Leading in a transformational way
The power of leadership that inspires
We often use the term transformational leadership to describe the traits of truly outstanding leaders - those who don’t just manage people but inspire them to grow, engage, and achieve beyond expectations.
In 1985, Warren Bennis and Burt Nanus identified five key behavioral characteristics shared by such leaders. These remain as relevant today as ever, especially in a world of constant change and distributed work.
The five foundations of transformational leadership
- Management of attention - Focusing people’s energy on what matters most. Outstanding leaders use imaginative and bold ways to attract others to their vision.
- Management of communication - Speaking clearly and unambiguously to everyone, regardless of position.
- Management of trust - Acting consistently so people can anticipate how their leader will behave and rely on them.
- Management of respect - Valuing each person and their contribution, showing genuine care for people, not just performance.
- Management of risk - Making informed, courageous decisions, learning from mistakes, and persisting toward success.
Why it matters
Research shows a strong link between transformational leadership and employee engagement. A systematic review by Bailey, which analyzed 155 studies, confirmed that leadership quality is one of the strongest predictors of engagement.
When managers lead in a transformational way, they don’t just assign tasks - they inspire their teams around a shared vision. Supervisor support consistently ranks among the top drivers of engagement, proving that leadership behavior directly influences motivation, retention, and performance.
However, this leadership style cannot be forced. Managers must feel supported and empowered themselves to lead authentically and sustainably.
Transformational leadership in distributed teams
In today’s global and hybrid work environment, transformational leadership is especially effective because it fosters connection and trust even when people rarely meet face to face.
This naturally leads to the concept of distributed leadership - an approach that treats anyone contributing to collective goals as a potential leader, not just those with formal authority.
In such environments, leadership becomes fluid and shared: people move dynamically between being a leader on one project and a team member on another.
It requires flexibility, humility, and strong communication. But when done right, it builds empowerment, collaboration, and high ownership across teams.
How to lead in a transformational way
To lead in a transformational way is to inspire people toward a vision and create a sense of shared purpose. Here are four core practices that help translate this philosophy into daily leadership behavior:
- Create an inspiring vision of the future. Paint a clear and compelling picture of where the team is heading and why it matters.
- Motivate people to buy in and deliver. Link their individual goals to the bigger purpose, showing how their work contributes to success.
- Manage delivery of the vision. Support people through clarity, feedback, and trust, ensuring progress stays aligned with goals.

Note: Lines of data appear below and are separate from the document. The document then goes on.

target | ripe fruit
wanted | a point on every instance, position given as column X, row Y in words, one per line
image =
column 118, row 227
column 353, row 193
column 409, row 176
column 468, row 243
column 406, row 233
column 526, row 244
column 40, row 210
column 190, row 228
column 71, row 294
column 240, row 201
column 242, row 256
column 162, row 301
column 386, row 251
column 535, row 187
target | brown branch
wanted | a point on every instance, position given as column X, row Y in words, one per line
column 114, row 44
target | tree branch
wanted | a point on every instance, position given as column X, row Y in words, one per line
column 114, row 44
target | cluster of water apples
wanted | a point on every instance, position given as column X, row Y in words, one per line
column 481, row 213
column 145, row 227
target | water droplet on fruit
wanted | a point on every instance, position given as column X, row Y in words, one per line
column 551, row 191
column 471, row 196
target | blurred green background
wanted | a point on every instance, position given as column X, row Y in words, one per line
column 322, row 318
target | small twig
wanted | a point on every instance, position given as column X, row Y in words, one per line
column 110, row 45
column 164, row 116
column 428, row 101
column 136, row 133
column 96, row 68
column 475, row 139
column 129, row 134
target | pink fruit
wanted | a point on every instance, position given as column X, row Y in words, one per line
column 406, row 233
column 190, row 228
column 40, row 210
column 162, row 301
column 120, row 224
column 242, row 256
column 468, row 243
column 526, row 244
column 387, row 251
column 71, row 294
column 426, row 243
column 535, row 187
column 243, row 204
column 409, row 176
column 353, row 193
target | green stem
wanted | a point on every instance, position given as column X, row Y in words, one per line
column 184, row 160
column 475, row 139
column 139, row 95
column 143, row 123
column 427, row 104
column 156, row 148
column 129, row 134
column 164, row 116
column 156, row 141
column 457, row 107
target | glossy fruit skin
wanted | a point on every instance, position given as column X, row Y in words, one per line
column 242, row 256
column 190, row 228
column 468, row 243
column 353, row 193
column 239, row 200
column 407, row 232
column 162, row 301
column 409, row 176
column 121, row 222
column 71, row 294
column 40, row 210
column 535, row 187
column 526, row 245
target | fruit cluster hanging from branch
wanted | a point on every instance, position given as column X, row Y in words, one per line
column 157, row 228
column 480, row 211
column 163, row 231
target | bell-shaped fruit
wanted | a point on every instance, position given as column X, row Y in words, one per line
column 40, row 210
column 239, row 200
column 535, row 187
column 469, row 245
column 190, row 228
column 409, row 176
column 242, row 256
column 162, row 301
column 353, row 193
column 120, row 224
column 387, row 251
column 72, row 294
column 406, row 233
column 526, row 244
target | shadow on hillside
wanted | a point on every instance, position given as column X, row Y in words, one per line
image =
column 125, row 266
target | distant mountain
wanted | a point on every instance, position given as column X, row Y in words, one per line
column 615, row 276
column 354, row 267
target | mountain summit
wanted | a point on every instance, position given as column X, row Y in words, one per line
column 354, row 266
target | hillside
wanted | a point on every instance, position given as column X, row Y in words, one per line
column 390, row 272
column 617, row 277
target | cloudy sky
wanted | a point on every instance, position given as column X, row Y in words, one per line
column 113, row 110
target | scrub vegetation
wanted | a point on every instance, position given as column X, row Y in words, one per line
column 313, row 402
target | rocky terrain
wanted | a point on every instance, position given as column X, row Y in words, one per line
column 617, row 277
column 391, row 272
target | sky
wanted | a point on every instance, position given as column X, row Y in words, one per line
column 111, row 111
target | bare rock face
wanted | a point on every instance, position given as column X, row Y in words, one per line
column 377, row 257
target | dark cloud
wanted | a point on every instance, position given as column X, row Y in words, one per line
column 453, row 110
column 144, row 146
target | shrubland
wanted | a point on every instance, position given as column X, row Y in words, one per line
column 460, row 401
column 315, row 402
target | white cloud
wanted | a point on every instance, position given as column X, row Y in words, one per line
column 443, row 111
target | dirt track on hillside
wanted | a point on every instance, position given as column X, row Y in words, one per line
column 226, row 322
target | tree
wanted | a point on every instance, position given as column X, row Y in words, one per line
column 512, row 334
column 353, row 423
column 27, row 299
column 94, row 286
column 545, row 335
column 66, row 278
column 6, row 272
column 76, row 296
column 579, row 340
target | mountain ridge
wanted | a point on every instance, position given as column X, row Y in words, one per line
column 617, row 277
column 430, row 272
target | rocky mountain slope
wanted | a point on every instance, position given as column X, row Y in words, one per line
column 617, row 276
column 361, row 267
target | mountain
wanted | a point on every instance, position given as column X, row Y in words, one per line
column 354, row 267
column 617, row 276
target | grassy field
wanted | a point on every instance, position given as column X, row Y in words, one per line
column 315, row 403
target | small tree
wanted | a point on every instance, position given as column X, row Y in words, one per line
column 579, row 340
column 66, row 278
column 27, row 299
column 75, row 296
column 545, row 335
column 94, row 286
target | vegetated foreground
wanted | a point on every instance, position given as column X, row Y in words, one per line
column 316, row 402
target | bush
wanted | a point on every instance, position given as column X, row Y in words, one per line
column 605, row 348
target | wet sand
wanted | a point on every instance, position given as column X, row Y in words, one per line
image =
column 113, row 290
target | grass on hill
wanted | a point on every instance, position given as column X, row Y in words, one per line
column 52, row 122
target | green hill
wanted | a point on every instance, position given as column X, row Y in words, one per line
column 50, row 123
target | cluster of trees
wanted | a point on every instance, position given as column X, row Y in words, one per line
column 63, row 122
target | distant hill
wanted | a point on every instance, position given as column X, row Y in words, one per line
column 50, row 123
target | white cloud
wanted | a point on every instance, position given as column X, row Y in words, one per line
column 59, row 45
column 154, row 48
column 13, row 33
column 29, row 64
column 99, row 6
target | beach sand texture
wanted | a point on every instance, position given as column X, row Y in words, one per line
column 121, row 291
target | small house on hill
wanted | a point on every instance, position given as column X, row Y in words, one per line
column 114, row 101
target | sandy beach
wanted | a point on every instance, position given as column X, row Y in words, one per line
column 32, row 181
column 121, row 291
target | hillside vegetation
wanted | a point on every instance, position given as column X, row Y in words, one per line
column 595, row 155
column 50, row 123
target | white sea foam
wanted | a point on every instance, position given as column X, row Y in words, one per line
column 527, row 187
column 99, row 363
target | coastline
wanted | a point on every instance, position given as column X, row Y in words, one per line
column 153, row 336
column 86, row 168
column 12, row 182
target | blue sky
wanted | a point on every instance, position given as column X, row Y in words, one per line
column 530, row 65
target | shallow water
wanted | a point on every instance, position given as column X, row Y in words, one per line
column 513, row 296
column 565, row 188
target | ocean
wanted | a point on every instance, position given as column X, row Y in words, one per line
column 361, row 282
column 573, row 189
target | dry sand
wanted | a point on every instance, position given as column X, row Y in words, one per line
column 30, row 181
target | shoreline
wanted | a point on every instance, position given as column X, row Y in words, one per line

- Build strong, trust-based relationships. Be transparent, reliable, and authentic. The more your team trusts you, the more they’ll follow your lead.
Finally, great leaders are self-aware. Reflect regularly on which of these behaviors you already demonstrate and where you can grow. Leadership development is a journey - not a fixed skillset.
Main takeaways
- Transformational leadership focuses on inspiring and empowering people, not just managing tasks.
- The five key behaviors - attention, communication, trust, respect, and risk management - define how outstanding leaders act.
- Research confirms: supportive, transformational leaders drive higher engagement and retention.
- This approach is especially effective in distributed or global teams, where connection must be intentional.
- Leadership growth starts with self-awareness and continuous reflection on your behaviors.